3 、无监督学习

一、聚类🧀

1、`K-means`算法🧀

随机选择 $K$ 个中心点作为初始质心
将每个点分配给最近的质心形成 $K$ 个聚类
重新计算每个聚类中的所有点坐标平均值
重复直到质心不再变化

Repeat {
    # Assign points to cluster centroids
    for i = 1 to m
        c(i) := index (from 1 to K) of cluster centroid closest to x(i)

    # Move cluster centroids
    for k = 1 to K
        mu_k := average (mean) of points assigned to cluster k
}

2、优化目标🧀

代价函数

\[ J(c^{(1)},...,c^{(m)},\mu_1,...,\mu_K) = \frac{1}{m} \sum_{i=1}^{m} \left\| x^{(i)} - \mu_{c^{(i)}} \right\|^2 \]

\[ \min_{c^{(1)},...,c^{(m)}, \mu_1,...,\mu_K} J(c^{(1)},...,c^{(m)},\mu_1,...,\mu_K) \]

（1）初始化🧀

随机选择 $K$ 个训练样本作为中心点，随机多组然后选择 $J$ 最小的一组，优化减少迭代次数

For i = 1 to 100 {
    Randomly initialize K-means.
    Run K-means.
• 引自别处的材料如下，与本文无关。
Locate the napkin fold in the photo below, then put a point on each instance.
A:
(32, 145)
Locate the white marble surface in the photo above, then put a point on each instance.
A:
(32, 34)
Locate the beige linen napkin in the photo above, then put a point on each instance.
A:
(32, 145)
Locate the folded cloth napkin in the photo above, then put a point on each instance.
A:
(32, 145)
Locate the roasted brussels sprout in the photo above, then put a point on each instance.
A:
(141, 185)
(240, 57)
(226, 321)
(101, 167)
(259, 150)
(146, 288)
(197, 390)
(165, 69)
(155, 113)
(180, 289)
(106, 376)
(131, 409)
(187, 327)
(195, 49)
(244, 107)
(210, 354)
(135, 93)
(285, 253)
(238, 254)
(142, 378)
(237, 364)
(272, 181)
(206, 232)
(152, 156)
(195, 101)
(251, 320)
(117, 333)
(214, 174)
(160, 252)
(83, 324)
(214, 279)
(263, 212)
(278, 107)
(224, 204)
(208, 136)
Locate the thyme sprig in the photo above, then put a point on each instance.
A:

Get c^(1), ..., c^(m), μ_1, μ_2, ..., μ_k
    Compute cost function (distortion) J(c^(1), ..., c^(m), μ_1, μ_2, ..., μ_k)
}
Pick set of clusters that gave lowest cost J

（2）选择聚类个数🧀

肘部法（Elbow Method）:寻找 $J$ 下降速度明显减缓的点，即为肘部，选择 $K$
结合实际选择取舍

3、异常检测🧀

密度估计（Dense Estimation） $$ p(x)<\epsilon \Rightarrow Anomaly $$

\[ p(x) = \prod_{i=1}^{n} p(x_i; \mu_j, \sigma_j^2) = \prod_{i=1}^{n} \frac{1}{\sqrt{2\pi}\sigma_j} \exp\left(-\frac{(x_i - \mu_j)^2}{2\sigma_j^2}\right) \]

实数评估

在开发异常检测系统时，可以将数据集分为训练集、验证集和测试集（或训练集和验证集，如果异常样本极少）。通过在验证集上评估模型性能，可以确定最合适的阈值ε

异常检测 (Anomaly Detection)	监督学习 (Supervised Learning)
非常少的正例 (y = 1)，大量的负例 (y = 0)。	大量的正例和负例。
许多不同类型的异常 (y = 1)。很难从正例中学习异常的样子	足够的正例让算法了解正例的样子，未来的正例可能与训练集中的相似。

4、特征选择🧀

异常检测的错误分析目标：

对于正常样本 $x$，希望 $p(x)≥ε$（即概率较大）。
对于异常样本 $x$，希望 $p(x)<ε$（即概率较小）。

最常见的问题：

对于正常和异常样本，$p(x)$ 的值相当（即两者都较大）。

二、推荐系统🧀

学习所有用户的参数

Note

$r(i,j) = 1$ 如果用户 $j$ 已经对电影 $i$ 进行了评分（否则为 0）
$y^{(i,j)}$ = 用户 $j$ 对电影 $i$ 的评分（如果已定义）
$w^{(j)}, b^{(j)}$ = 用户 $j$ 的参数
$x^{(i)}$ = 电影 $i$ 的特征向量

\[ \min_{w^{(j)}, b^{(j)}} J(w^{(j)}, b^{(j)}) = \frac{1}{2m^{(j)}} \sum_{i:r(i,j)=1} \left( w^{(j)} \cdot x^{(i)} + b^{(j)} - y^{(i,j)} \right)^2 + \frac{\lambda}{2m^{(j)}} \sum_{k=1}^{n} \left( w_k^{(j)} \right)^2 \]

1、协同过滤🧀

学习用户参数 $w^{(1)}, b^{(1)}, \ldots, w^{(n_u)}, b^{(n_u)}$ 的成本函数：

\[ \min_{w^{(1)}, b^{(1)}, \ldots, w^{(n_u)}, b^{(n_u)}} \frac{1}{2} \sum_{j=1}^{n_u} \sum_{i: r(i,j)=1} (w^{(j)} \cdot x^{(i)} + b^{(j)} - y^{(i,j)})^2 + \frac{\lambda}{2} \sum_{j=1}^{n_u} \sum_{k=1}^{n} (w_k^{(j)})^2 \]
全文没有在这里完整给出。